Open Cell Rubber
Open Cell Rubber
Open-cell sponge rubber is made from many of the same ingredients used in making solid rubber. One ingredient, however, that is added to all cellular rubber formulas and is not in a solid or dense rubber formula is a powder common blowing agent. In the case of open-cell sponge rubber sodium bicarbonate (baking soda) is normally used. When the uncured sponge rubber is heated in a mold, it expands or rises like a cake under low pressure and the baking soda introduces a network of open cells. By open-cell we mean that each cell is connected to the other with an opening so that water, air or gas can pass through them similar to the way water is absorbed by a dish sponge.
One outstanding characteristic of open-cell sponge rubber as compared to closed-cell sponge rubber is that open-cell has very good compression set. This is because the air rushes out of the open cells as the material is compressed. As soon as the pressure is released the air rushes back in and the material recovers to basically its full height. This material is recommended when the item will be repeatedly compressed yet must retain its original shape. It can be made into a variety of different rubber gaskets and rubber seals. Typical applications include shock absorption, cushioning, sound and vibration dampening, and gasketing.
In this context, the term foam denotes a specific manufacturing process where material is foamed into a cellular structure. The most well known foams are polyurethane foam, latex foam, and PVC.

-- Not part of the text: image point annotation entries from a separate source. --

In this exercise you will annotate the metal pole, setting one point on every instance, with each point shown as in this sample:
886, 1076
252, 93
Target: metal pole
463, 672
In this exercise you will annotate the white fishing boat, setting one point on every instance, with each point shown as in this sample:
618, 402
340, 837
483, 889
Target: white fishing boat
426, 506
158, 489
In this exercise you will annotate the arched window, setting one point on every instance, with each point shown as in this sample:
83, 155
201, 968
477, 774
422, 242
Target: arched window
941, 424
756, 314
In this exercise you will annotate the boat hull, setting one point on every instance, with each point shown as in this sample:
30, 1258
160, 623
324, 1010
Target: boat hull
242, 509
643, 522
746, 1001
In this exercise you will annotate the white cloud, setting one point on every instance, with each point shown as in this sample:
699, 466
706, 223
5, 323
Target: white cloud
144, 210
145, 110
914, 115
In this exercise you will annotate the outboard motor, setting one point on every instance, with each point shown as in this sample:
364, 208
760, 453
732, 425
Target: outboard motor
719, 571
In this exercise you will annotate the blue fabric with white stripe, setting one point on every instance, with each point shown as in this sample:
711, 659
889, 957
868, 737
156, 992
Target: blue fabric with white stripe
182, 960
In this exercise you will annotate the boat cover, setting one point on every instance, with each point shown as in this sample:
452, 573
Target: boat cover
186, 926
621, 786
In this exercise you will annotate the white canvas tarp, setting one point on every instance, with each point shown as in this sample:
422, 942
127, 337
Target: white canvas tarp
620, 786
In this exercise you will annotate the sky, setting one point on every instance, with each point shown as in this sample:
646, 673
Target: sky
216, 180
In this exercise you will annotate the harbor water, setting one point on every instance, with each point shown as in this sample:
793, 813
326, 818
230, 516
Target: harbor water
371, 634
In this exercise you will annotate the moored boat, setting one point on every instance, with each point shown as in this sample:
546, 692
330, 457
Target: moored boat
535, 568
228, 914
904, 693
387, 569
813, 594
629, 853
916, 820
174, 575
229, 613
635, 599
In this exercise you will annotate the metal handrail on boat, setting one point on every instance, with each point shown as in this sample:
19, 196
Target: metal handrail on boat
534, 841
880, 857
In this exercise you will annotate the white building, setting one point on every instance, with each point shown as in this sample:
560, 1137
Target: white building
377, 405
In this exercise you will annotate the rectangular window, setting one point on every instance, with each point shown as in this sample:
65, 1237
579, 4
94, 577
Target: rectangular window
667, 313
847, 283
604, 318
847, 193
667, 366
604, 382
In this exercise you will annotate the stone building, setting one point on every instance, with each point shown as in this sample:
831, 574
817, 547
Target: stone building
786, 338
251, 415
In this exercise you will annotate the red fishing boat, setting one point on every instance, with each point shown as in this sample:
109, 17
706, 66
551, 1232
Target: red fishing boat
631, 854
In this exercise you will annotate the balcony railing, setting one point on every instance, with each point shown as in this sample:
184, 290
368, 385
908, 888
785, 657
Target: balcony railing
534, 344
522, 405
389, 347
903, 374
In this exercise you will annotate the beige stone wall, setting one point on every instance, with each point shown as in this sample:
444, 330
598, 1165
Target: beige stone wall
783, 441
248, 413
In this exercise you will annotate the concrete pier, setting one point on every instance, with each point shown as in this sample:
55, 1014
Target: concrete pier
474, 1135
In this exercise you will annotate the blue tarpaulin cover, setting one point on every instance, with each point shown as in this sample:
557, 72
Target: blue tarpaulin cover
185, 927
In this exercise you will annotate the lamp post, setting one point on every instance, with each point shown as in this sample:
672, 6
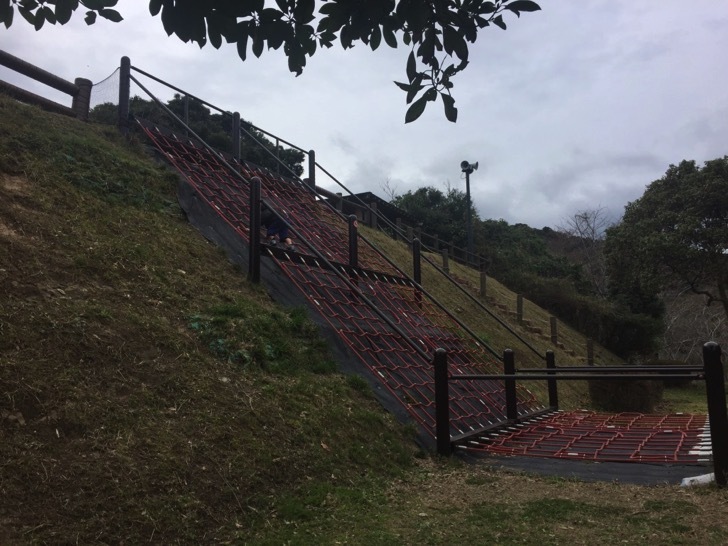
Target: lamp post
468, 168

Polyurethane foam is what is commonly used for the cushions on chairs and sofas. All foams are basically open-cell. The term foam denotes inherently a low-pressure process whereby the material is foamed onto a moving belt or into a contained area such as an open-top mold much the same way you would use a can of shaving cream. Once the material has jelled or set, you have a piece of foam. While there are some cells that are closed in any process, the predominant number of cells in a foamed product are open and none of these materials would pass the ASTM water absorption test. This test is a basic requirement of all truly closed-cell materials.
The chief characteristic of polyurethane foam as a gasketing material that makes it so attractive throughout the industry is its low price.